The 23rd IPPA Congress
The 23rd IPPA Congress
S31
Darkness and Harmony: This Is What It Tastes Like
Mathieu Leclerc1,2*, Evelyne Bilae3, and Frank Lenki4
1Australian National University, Australia; 2ARC Centre of Excellence for Indigenous and Environmental Histories and Futures, Australia; 3Wusi Community, Sanma Province, Vanuatu; 4Vanuatu Cultural Centre, Vanuatu; *mathieu.leclerc@anu.edu.au
Pottery was once ubiquitous in the Western Pacific, with its manufacture embedded in the social contexts of Pacific Islander groups at the time of their settlement in the region around 3,000 years ago. Today, it survives in only a handful of communities scattered across Melanesia. In most regions, pottery was abandoned in the centuries following initial human settlement, and many of the rare traditions that persisted until European contact have since disappeared. Wusi, a village on the remote west coast of Espiritu Santo, Vanuatu, is one of the rare locations where traditional pottery manufacture has continued into the 21st century, although only a handful of practitioners now remain in the community.
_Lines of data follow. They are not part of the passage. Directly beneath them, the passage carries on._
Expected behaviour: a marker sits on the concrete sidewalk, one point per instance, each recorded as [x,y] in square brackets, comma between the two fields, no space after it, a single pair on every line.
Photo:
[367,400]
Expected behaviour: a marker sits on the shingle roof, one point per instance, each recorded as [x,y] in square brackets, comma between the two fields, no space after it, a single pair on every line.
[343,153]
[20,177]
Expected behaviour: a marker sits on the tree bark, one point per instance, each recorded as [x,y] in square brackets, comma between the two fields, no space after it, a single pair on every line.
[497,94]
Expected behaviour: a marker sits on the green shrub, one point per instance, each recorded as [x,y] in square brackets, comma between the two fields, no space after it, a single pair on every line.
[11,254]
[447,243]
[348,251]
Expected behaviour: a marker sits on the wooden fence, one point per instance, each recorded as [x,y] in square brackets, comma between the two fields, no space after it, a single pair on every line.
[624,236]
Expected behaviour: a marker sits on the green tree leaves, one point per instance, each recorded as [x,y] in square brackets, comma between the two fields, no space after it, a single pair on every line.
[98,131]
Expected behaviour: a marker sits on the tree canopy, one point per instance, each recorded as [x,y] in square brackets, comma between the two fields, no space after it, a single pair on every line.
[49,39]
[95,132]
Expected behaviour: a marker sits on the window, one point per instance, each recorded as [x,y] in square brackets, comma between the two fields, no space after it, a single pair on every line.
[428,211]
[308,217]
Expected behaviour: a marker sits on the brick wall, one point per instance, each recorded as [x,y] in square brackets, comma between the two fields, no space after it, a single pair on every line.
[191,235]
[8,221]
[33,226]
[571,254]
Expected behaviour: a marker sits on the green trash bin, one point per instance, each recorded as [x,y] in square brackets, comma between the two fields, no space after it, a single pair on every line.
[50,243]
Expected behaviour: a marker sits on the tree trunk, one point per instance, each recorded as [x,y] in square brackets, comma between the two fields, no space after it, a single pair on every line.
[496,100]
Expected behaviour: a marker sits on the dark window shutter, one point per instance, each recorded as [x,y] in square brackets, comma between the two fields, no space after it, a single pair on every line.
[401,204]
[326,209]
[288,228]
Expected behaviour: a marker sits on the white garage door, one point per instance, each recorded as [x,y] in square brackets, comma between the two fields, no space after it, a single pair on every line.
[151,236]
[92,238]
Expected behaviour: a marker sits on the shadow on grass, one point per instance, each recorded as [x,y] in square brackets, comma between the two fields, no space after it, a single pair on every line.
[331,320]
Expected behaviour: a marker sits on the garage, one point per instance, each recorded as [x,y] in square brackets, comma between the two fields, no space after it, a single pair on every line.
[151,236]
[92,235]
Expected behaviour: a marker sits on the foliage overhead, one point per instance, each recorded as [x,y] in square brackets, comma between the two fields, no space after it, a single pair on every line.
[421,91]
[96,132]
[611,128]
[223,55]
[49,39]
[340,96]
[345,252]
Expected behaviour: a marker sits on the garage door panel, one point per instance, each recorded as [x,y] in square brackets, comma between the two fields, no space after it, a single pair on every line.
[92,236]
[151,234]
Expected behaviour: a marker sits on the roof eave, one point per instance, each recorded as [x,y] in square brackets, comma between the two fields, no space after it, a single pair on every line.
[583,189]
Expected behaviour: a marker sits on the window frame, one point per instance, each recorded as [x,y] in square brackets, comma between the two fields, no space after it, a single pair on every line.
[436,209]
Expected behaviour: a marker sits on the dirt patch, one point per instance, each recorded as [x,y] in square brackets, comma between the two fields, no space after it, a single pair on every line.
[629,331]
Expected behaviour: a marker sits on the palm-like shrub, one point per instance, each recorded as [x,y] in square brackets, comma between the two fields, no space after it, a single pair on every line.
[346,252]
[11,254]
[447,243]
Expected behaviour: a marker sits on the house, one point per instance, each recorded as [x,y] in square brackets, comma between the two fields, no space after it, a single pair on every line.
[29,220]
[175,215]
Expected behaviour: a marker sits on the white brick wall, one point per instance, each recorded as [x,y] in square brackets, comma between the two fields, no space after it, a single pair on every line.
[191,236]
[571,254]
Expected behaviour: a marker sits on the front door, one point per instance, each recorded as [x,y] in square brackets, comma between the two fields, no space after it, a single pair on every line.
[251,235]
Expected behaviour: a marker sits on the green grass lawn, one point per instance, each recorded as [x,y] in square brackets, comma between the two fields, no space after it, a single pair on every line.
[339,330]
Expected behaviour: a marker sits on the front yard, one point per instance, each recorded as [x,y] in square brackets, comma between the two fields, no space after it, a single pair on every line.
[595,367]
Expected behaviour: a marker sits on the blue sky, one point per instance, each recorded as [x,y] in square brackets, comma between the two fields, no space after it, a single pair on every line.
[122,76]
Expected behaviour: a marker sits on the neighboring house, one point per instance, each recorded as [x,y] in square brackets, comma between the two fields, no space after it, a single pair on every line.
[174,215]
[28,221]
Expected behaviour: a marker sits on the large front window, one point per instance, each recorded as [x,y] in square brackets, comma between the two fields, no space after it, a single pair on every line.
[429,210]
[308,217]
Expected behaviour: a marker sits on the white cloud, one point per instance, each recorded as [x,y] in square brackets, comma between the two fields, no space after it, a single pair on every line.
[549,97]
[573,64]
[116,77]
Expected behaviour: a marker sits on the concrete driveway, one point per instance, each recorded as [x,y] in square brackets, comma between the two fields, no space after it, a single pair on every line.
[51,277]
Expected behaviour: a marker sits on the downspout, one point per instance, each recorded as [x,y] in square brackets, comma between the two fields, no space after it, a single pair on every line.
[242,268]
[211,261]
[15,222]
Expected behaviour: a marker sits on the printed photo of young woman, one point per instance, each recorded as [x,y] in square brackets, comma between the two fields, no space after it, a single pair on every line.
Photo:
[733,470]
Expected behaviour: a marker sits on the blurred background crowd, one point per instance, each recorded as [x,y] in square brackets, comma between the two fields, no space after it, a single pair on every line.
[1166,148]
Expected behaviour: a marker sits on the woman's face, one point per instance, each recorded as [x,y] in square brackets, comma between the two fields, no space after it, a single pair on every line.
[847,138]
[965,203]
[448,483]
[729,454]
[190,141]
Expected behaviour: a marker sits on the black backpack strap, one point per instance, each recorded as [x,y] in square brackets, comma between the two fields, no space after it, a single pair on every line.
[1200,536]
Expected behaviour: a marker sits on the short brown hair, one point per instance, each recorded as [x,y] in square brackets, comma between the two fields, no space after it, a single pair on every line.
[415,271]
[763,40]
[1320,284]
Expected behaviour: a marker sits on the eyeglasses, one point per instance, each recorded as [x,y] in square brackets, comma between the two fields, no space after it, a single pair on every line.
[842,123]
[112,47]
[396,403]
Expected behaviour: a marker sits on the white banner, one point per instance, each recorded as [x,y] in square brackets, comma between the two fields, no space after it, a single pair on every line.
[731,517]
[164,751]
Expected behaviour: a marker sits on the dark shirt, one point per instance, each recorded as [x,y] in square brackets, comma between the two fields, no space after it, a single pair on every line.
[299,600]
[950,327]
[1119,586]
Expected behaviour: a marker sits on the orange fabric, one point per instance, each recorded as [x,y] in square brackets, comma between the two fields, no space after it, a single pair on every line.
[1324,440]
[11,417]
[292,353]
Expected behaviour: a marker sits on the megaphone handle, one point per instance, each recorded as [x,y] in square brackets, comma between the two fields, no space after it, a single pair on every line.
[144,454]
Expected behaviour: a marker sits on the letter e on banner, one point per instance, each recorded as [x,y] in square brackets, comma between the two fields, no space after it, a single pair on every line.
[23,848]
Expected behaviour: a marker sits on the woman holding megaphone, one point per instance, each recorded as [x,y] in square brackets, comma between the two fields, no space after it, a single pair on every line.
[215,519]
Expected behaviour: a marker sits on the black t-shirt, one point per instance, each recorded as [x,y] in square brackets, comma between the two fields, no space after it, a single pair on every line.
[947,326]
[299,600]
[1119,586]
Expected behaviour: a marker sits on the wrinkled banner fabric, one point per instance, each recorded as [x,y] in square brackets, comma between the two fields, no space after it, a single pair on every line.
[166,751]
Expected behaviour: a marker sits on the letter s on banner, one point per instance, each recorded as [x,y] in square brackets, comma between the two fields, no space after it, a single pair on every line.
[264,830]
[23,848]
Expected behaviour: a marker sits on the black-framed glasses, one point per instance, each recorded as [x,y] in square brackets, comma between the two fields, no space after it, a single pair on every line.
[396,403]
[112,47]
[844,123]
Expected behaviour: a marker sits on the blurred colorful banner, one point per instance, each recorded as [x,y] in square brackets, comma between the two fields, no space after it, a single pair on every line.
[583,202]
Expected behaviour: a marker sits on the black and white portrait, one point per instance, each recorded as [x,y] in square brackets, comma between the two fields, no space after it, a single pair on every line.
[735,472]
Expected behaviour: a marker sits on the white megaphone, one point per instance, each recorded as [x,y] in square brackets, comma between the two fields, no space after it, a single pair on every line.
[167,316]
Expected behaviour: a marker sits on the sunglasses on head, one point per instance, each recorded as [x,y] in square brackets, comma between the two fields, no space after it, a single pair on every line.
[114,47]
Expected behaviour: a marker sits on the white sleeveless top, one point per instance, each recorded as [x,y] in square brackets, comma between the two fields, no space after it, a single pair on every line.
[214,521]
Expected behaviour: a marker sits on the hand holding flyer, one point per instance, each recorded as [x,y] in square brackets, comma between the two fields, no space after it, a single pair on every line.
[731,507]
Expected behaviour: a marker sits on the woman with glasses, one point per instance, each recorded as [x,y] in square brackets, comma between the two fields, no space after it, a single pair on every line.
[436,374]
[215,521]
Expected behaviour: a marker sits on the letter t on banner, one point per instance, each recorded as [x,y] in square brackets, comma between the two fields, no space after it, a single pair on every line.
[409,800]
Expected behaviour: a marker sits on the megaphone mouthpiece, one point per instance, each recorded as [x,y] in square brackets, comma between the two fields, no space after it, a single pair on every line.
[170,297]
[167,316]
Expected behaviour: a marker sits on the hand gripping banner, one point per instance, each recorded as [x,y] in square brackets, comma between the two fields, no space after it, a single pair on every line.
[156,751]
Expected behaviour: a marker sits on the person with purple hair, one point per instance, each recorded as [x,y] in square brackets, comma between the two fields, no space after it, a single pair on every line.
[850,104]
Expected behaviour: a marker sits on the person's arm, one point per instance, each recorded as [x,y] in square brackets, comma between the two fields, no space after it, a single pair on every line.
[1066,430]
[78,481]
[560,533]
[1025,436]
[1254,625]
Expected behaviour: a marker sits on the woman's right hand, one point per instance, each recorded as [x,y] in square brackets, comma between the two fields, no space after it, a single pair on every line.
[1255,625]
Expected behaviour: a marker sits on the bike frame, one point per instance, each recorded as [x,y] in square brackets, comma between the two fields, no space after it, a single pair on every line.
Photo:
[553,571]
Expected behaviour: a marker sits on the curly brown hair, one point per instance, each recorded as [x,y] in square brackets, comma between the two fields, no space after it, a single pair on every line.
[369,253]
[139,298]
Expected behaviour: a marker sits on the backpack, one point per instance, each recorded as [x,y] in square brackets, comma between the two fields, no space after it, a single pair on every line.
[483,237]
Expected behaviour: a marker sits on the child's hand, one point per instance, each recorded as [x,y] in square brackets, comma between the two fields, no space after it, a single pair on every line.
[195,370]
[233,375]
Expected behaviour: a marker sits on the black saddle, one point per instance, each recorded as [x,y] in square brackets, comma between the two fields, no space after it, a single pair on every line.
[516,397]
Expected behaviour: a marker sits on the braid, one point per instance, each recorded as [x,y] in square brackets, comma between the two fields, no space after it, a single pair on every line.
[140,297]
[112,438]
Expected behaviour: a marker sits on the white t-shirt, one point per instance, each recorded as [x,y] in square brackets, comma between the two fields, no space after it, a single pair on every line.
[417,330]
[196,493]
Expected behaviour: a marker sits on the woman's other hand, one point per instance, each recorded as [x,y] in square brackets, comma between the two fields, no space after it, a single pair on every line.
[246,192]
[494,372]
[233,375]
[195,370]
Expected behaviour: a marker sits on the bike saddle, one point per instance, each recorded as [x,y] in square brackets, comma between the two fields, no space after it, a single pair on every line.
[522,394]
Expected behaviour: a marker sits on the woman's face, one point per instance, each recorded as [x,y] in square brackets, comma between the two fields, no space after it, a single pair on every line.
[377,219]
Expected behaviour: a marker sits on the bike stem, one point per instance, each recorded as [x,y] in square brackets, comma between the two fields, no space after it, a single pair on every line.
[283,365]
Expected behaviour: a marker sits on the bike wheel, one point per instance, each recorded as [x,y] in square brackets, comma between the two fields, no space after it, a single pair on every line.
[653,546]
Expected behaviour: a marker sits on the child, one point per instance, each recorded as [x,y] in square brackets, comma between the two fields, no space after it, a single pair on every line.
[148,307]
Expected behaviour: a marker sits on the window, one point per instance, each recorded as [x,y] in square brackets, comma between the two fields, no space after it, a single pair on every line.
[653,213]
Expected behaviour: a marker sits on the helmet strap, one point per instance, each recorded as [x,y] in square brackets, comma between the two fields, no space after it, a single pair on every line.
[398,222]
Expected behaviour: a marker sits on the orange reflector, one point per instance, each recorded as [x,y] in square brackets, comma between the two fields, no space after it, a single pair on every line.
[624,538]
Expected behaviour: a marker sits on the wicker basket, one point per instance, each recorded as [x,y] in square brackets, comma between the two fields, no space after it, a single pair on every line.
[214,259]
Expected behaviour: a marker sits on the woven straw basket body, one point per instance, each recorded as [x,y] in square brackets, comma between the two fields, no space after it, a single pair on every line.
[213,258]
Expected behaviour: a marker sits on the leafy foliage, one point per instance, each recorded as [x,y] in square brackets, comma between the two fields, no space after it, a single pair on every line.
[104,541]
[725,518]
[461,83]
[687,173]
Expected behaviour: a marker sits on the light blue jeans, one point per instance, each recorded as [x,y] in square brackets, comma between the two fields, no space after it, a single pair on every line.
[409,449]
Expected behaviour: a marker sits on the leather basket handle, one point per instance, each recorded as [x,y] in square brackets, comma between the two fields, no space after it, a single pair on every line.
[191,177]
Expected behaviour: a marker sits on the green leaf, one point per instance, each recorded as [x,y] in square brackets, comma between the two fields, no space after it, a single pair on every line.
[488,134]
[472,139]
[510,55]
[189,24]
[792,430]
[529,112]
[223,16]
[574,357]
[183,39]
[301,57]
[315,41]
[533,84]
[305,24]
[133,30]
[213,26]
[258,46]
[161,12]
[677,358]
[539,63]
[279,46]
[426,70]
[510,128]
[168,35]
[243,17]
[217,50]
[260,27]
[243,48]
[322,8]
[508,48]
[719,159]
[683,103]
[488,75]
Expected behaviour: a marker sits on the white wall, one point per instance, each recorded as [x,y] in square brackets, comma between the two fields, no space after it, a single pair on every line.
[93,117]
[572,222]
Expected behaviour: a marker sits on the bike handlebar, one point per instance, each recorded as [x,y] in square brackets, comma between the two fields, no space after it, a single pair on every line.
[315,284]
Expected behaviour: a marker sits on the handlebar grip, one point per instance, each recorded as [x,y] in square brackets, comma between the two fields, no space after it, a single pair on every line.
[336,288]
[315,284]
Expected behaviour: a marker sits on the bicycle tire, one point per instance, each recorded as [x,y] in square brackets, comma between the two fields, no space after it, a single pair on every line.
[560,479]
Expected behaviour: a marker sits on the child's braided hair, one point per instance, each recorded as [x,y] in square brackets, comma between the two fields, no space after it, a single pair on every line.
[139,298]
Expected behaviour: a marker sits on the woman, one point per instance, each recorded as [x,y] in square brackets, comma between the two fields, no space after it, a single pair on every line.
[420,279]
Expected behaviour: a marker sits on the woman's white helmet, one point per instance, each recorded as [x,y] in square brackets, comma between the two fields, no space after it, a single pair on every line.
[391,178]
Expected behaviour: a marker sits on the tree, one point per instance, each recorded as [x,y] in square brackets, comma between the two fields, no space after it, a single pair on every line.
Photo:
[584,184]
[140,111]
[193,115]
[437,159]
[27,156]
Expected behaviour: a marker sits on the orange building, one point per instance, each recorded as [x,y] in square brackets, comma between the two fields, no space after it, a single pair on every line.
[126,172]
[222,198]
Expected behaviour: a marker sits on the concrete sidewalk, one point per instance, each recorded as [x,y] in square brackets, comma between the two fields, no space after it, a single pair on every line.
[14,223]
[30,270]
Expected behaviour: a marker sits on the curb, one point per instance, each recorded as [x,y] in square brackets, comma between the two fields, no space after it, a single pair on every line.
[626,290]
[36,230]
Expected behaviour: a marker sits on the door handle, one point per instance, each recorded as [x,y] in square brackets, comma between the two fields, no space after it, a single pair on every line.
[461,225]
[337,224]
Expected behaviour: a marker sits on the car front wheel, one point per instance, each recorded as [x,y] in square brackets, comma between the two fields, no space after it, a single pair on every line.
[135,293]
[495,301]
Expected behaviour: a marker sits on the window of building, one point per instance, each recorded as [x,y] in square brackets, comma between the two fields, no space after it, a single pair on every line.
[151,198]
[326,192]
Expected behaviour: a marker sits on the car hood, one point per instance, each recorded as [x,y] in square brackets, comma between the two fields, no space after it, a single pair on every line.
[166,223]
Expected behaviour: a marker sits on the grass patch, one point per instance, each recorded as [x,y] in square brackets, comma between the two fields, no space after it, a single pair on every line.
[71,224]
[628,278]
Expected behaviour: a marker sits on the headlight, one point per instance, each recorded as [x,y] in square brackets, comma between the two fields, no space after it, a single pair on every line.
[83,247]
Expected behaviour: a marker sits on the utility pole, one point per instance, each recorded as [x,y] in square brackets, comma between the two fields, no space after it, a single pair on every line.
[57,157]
The dramatic depopulation that followed European arrival and the spread of introduced diseases led to a rupture in the transmission of knowledge between potters and their ancestors. Although pottery continues to be produced in Wusi, the lack of oral traditions linking current practice to ancestral knowledge has weakened the foundations of the practice and placed its survival at risk. This project aims to use biomolecular and ethnoarchaeological data to identify foods processed in pottery and earth ovens, and to reconnect pottery-making practices in Wusi with their deep time roots through archaeological excavations. Contextual information on cooking practices in Vanuatu, as well as preliminary results from the first year of the project, will be presented.